EuGH-Urteil: YouTube haftet für Urheberrechtsverletzungen nicht unmittelbar
Muss YouTube Verantwortung dafür übernehmen und selbst haften, wenn Nutzer unberechtigt Inhalte auf der Plattform hochladen? Über diese spannende Frage hat nun der EuGH geurteilt. Der EuGH bestätigte die geltende Rechtslage. Die nahende Urheberrechtsreform wurde nicht berücksichtigt.
Betreiber von Online-Plattformen wie YouTube müssen bei einem Verstoß ihrer Nutzer gegen das Urheberrecht nicht unmittelbar dafür haften. Der Europäische Gerichtshof entschied, dass Betreiber einer Video-Sharing-Plattform wie YouTube oder Sharehosting-Plattform wie Uploaded.net, auf der Nutzer geschützte Inhalte rechtswidrig öffentlich zugänglich machen können, keine „öffentliche Wiedergabe“ dieser Inhalte erfolge. Anderes gelte nur dann, wenn die Unternehmen über die bloße Bereitstellung der Plattform hinaus dazu beitrügen, der Öffentlichkeit unter Verletzung von Urheberrechten Zugang zu solchen Inhalten zu verschaffen (EuGH, Verbundene Rechtssachen C-682/18 und C-683/18).
Worum geht es in dem Rechtsstreit?
In dem Rechtsstreit, der der ersten Rechtssache (C-682/18) zugrunde liegt, geht Frank Peterson, ein Musikproduzent, vor deutschen Gerichten gegen YouTube und deren gesetzliche Vertreterin Google vor, weil im Jahr 2008 mehrere Tonträger auf YouTube hochgeladen wurden, an denen er nach seinem Vorbringen verschiedene Rechte innehat. Dieses Hochladen erfolgte ohne seine Erlaubnis durch Nutzer dieser Plattform. Es handelt sich um Titel aus dem Album „A Winter Symphony“ der Künstlerin Sarah Brightman sowie um private Tonmitschnitte, die bei Konzerten ihrer Tournee „Symphony Tour“ angefertigt wurden.

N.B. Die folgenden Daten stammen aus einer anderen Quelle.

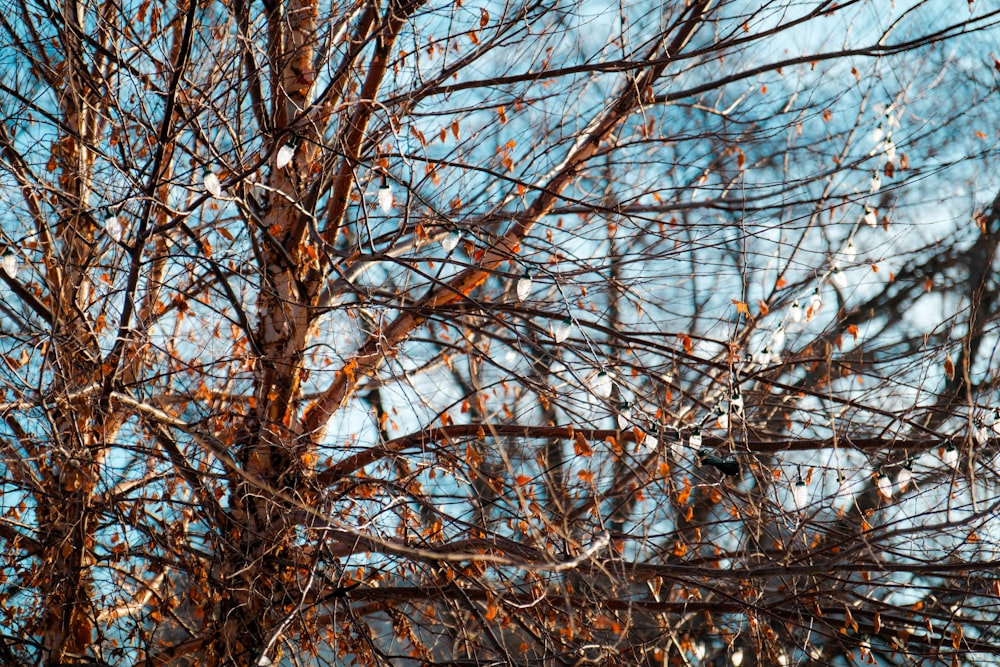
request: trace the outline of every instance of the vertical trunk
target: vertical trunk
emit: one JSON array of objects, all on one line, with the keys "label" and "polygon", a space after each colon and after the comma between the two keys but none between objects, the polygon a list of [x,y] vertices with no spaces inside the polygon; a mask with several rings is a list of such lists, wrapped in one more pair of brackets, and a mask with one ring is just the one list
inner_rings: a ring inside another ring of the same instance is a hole
[{"label": "vertical trunk", "polygon": [[[313,0],[292,0],[271,17],[271,53],[277,54],[271,60],[272,81],[279,82],[272,107],[275,136],[294,136],[296,117],[309,103],[316,12]],[[295,164],[272,168],[269,185],[287,197],[273,197],[264,217],[273,241],[261,246],[254,405],[235,443],[247,477],[232,480],[239,528],[223,558],[230,585],[220,609],[219,644],[211,647],[216,658],[242,664],[266,654],[270,635],[296,602],[299,587],[299,554],[290,549],[285,521],[288,508],[262,493],[255,481],[309,503],[315,500],[308,490],[308,439],[299,431],[297,410],[316,303],[313,286],[319,281],[310,273],[311,263],[303,261],[307,229],[297,207],[302,183]]]},{"label": "vertical trunk", "polygon": [[[40,634],[46,661],[60,664],[86,656],[93,642],[96,614],[92,600],[91,567],[98,516],[94,507],[96,481],[119,424],[107,406],[93,404],[81,392],[101,377],[100,348],[88,326],[81,285],[93,261],[94,222],[89,213],[94,154],[90,146],[97,128],[100,91],[88,83],[86,59],[76,37],[84,25],[83,5],[67,0],[63,15],[71,29],[61,35],[65,89],[61,113],[68,131],[52,147],[64,193],[60,222],[47,248],[46,277],[53,297],[53,380],[49,395],[52,443],[45,454],[46,494],[37,498],[42,562],[51,563],[40,582]],[[76,398],[70,398],[76,397]]]}]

In dem Rechtsstreit, der der zweiten Rechtssache (C-683/18) zugrunde liegt, geht der Verlag Elsevier vor deutschen Gerichten gegen Cyando vor, weil im Jahr 2013 verschiedene Werke, an denen Elsevier die ausschließlichen Rechte innehat, auf die von Cyando betriebene Sharehosting-Plattform „Uploaded“ hochgeladen wurden. Dieses Hochladen erfolgte ohne die Erlaubnis von Elsevier durch Nutzer dieser Plattform. Es handelt sich um die Werke „Gray’s Anatomy for Students“, „Atlas of Human Anatomy“ und „Campbell-Walsh Urology“, die über die Linksammlungen rehabgate.com, avaxhome.ws und bookarchive.ws auf „Uploaded“ abgerufen werden konnten.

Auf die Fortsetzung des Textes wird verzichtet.